Our journey into investment started as people who did a lot of technical analysis while buying stocks. I used to develop strategies with alerts set that triggered when technical indicators reached certain levels.
Over time we realised that technical indicators started losing their relevance in the current market settings. This is because these indicators were created when the market was a completely different machine, it came about in a time when trading was a retail business and trading was done on the floor.
Trading on the floor is a thing of the past
Suits with phones yelling across a floor, looking at screens with tickers and numbers are almost non-existent now, which is why our focus at tabarruk is on the companies themselves, analysing the fundamentals and the prices they trade at. Today, of the total volume of stocks being traded on the market, less than 15% of the volume comes from active fund managers and the rest comes from passive managers. The indicators lose their relevance due to fewer people actively trading to creating the effects of the indicator.
The other reason for not being overly reliant on technical indicators is that we live in an age, where things are automated. A lot of algorithms are created, even bots to trade the market, and this changes the whole landscape of the share market as it’s impossible to make a bot understand human language and emotions to describe something even we do not understand or comprehend.
A big driver in markets is sentiment. We’re yet to see bots or algorithms that can factor in sentiment correctly. We know of situations when an algorithm has reacted to a tweet or social media post, or a news bulletin and bough up stocks or sold them off and till today we still don’t actually know why.
My first mentor made it a point to drill technical analysis into my head and I learnt it well. But over time, what makes more sense to us is to watch for trends and realise that there is no way we can trade faster than a machine. This is why we do not call ourselves day trader, we don’t want to trade and we don’t want anything to do with short term trading.
Weekly & Monthly over Daily & Hourly
We spend more time looking at weekly and monthly charts than daily and hourly ones. Especially monthly charts because it gives us some powerful trend signals. What we’re trying to highlight here is that even though we don’t depend on technical analysis, it doesn’t mean we ignore the charts. This is because a picture paints a 1000 words, sometimes visuals clear up something better than a report. There are occasions when Moin likes to look at the interesting trends within a day to pinpoint an entry.

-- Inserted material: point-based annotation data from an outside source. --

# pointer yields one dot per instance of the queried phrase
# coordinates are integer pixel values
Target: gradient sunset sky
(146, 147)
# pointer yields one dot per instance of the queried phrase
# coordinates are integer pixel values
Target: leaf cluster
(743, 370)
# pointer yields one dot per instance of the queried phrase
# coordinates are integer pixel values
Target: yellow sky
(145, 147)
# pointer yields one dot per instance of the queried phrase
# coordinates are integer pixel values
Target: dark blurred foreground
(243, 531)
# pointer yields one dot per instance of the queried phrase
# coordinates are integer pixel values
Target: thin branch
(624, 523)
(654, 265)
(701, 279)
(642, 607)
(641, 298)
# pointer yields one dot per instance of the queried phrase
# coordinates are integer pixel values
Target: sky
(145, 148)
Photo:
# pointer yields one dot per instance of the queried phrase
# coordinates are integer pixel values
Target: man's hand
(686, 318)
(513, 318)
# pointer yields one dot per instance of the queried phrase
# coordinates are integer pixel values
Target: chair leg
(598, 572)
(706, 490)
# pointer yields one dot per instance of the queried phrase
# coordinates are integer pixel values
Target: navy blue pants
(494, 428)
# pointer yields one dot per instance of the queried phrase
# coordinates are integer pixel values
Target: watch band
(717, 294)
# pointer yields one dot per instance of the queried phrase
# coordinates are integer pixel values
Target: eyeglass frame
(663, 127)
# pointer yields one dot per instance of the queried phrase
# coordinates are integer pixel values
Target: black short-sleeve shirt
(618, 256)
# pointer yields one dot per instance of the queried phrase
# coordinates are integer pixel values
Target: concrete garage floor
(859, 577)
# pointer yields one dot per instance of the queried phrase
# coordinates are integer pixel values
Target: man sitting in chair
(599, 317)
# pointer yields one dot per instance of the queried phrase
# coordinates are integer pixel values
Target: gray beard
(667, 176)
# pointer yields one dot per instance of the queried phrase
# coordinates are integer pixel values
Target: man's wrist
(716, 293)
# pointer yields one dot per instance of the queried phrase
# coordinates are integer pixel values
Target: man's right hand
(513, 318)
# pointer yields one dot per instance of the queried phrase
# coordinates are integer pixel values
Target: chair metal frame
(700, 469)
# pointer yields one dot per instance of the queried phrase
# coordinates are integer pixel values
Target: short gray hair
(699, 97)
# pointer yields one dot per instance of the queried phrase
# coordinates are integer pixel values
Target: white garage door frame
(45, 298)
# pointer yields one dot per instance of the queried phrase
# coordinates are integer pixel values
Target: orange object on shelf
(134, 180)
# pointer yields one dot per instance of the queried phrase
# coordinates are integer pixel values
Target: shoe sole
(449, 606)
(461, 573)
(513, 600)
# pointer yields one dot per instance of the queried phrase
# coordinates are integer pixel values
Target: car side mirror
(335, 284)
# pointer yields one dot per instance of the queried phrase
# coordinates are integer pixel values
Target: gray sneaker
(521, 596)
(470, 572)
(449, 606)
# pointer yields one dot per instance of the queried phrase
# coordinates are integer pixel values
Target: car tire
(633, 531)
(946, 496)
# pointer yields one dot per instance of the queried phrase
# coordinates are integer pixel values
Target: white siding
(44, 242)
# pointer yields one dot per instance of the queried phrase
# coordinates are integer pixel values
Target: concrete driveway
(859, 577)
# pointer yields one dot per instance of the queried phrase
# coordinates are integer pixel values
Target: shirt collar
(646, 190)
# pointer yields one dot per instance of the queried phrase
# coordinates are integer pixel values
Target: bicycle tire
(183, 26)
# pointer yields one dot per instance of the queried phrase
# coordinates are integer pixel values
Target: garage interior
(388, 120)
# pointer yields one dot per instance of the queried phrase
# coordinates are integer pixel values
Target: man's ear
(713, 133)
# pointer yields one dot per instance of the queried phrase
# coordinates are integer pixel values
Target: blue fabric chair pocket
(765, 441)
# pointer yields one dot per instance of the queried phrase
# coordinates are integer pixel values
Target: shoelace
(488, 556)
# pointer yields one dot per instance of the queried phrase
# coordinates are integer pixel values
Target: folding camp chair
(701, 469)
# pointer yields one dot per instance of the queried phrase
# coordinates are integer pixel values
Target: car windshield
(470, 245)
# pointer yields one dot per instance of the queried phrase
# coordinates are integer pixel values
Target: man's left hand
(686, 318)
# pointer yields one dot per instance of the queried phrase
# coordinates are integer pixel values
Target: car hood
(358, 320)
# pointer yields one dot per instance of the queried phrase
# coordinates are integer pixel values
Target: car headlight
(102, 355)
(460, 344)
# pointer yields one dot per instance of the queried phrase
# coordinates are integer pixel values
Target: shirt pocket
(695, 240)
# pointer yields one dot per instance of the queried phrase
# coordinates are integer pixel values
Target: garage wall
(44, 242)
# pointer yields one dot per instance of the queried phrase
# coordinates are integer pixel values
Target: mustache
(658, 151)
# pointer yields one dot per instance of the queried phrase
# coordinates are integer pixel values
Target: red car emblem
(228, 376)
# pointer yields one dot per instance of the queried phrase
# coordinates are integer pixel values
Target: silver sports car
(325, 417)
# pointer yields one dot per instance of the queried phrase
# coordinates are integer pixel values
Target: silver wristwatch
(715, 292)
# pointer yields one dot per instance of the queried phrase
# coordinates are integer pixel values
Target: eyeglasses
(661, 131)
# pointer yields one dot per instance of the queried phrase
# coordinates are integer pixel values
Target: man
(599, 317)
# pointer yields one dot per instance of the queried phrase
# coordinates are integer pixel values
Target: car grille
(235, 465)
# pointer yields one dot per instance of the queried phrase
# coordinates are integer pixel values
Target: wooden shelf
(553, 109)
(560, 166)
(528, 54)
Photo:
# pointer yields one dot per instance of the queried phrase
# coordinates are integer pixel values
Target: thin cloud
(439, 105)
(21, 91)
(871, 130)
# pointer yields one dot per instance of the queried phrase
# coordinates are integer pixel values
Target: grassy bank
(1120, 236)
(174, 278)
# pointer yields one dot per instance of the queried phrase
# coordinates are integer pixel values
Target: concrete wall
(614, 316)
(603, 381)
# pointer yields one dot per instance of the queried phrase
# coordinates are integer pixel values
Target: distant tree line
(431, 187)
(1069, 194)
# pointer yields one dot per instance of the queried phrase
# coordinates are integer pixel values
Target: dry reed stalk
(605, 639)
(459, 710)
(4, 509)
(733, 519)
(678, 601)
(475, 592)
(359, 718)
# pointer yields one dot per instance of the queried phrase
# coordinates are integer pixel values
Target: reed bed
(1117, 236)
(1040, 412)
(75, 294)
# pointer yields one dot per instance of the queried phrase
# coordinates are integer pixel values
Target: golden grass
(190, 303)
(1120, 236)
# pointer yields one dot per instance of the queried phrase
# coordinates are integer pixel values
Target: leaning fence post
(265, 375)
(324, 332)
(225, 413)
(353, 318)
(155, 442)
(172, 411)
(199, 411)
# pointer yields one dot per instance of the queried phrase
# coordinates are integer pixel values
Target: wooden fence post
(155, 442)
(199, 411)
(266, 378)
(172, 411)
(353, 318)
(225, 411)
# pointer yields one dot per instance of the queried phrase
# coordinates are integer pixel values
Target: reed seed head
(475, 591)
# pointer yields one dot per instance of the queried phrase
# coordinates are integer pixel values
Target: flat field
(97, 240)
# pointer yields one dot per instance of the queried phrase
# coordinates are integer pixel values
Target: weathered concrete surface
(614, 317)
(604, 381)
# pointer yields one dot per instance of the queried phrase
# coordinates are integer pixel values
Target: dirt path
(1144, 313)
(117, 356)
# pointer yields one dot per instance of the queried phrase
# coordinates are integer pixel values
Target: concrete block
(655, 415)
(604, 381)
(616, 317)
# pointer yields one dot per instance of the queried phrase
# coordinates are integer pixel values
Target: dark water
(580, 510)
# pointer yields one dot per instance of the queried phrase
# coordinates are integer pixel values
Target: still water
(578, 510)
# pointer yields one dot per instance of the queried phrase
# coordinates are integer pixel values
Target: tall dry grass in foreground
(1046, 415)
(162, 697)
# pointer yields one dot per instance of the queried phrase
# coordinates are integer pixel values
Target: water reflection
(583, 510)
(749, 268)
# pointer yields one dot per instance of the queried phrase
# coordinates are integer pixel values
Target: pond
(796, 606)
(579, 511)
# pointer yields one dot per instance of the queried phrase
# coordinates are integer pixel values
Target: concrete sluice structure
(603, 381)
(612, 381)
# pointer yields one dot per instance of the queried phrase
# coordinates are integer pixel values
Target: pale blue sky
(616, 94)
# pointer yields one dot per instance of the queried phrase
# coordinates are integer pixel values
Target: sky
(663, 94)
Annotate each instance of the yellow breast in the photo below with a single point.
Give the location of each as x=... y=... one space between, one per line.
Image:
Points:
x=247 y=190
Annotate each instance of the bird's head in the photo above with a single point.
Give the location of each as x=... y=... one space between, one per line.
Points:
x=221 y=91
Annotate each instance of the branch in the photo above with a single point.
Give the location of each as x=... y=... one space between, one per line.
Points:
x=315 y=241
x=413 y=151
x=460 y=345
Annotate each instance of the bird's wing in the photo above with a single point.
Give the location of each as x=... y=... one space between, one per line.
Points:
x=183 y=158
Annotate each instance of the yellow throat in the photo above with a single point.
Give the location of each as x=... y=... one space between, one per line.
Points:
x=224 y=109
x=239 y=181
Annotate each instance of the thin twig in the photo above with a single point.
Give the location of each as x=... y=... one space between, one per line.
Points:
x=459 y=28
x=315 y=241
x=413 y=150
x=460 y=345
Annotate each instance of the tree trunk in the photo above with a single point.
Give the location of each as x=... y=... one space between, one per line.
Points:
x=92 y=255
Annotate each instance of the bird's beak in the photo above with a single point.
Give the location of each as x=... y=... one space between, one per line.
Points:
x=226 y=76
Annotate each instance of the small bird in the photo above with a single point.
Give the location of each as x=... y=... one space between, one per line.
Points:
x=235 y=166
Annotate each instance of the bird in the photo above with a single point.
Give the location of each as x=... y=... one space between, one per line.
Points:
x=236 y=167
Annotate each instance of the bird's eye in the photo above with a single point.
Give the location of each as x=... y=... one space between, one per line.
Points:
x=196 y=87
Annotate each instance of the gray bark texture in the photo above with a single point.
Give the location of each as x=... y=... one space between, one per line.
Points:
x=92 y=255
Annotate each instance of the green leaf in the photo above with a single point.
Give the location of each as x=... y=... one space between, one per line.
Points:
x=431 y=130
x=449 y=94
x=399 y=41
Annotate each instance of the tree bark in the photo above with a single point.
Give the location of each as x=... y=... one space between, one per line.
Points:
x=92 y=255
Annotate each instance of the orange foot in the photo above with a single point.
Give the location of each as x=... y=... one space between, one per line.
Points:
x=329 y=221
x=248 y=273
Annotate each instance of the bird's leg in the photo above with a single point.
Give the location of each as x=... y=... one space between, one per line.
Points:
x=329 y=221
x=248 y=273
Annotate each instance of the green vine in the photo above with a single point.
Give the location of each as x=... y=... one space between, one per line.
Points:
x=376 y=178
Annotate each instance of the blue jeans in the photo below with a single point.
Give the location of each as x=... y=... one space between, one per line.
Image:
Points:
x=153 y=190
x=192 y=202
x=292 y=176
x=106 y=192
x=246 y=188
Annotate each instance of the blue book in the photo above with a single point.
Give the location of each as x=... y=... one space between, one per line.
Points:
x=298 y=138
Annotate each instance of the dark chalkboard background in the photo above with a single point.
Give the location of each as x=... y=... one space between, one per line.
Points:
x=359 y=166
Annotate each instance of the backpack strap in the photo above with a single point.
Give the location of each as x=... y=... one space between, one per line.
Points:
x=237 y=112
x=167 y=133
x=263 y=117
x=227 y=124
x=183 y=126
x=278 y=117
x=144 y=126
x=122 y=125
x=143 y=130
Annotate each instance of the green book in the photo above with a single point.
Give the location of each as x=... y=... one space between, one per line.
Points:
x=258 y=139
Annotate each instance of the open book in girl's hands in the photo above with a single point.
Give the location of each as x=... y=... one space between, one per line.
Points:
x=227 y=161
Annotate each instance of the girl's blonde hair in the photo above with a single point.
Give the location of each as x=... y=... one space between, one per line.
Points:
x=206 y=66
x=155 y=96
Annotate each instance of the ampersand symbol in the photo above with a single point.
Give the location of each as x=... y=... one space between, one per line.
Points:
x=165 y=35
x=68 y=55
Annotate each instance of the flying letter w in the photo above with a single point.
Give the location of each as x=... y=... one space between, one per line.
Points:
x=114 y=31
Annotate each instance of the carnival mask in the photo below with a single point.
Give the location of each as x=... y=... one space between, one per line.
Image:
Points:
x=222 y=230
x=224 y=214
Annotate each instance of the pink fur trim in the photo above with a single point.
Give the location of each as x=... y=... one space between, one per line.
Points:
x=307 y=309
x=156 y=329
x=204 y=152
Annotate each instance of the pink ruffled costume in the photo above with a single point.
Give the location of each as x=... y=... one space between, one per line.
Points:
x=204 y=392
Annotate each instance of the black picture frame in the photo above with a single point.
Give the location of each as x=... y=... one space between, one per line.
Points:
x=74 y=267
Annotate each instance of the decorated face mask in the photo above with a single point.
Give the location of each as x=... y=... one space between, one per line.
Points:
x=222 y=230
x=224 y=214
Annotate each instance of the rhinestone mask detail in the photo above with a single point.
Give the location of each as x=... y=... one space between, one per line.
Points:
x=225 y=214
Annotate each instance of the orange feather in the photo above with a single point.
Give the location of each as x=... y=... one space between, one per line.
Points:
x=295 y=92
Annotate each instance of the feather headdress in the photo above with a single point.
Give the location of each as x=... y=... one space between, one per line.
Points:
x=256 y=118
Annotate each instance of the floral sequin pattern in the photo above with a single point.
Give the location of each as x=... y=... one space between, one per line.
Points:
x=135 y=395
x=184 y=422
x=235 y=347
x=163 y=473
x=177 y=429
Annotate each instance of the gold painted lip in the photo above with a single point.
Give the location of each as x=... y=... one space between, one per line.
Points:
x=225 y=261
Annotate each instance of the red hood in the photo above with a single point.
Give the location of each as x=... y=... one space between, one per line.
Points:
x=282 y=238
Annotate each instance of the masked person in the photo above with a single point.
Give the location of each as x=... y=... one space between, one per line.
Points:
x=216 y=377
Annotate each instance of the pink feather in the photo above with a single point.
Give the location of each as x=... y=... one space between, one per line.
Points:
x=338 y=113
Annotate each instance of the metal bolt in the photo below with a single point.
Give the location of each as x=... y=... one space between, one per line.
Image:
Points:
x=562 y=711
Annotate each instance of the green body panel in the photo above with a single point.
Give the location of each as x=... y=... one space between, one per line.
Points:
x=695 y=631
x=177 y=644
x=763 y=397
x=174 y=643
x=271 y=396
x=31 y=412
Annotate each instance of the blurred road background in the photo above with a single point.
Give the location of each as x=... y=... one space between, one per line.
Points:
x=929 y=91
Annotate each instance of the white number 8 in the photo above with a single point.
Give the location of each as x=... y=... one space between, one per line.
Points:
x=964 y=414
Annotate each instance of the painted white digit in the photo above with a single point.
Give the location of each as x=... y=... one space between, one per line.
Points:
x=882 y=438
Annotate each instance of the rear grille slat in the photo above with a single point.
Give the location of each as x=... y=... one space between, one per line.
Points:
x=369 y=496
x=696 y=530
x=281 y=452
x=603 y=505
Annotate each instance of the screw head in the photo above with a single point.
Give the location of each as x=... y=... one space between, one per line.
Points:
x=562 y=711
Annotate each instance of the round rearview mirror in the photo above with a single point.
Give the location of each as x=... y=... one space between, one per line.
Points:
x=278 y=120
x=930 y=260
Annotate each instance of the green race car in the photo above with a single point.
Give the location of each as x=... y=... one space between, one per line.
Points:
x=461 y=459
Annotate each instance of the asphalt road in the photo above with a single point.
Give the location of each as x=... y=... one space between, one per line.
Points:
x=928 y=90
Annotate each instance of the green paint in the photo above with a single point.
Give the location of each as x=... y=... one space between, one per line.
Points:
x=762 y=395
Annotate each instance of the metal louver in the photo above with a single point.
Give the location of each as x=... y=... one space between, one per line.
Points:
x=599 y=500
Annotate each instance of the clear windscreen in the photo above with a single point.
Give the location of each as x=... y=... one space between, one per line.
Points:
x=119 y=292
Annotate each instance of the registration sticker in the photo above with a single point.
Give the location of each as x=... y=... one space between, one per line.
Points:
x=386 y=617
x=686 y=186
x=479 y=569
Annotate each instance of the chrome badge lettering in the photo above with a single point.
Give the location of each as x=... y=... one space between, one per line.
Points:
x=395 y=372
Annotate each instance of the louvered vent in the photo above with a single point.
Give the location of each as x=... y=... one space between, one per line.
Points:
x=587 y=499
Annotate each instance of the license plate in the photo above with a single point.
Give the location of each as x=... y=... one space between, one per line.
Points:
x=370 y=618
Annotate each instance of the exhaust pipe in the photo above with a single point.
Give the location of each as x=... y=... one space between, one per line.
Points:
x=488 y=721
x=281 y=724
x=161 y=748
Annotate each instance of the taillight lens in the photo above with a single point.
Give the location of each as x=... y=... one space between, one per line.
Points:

We often get asked if we are fundamental or technical investors. We’re neither. These were terms that were created for a market that existed in a different time. We use every resource and tool to help make a decisions in a time when hyperconnected-ness and events cause reactions in seconds.
Stock analysis is like a Biryani and there are so many different types of Biryani. There is Lucknowi, Kolkata biryani, Hyderabadi biryani and Srilankan Biriyani. Why would I limit myself to only one type of Biryani, it makes no sense.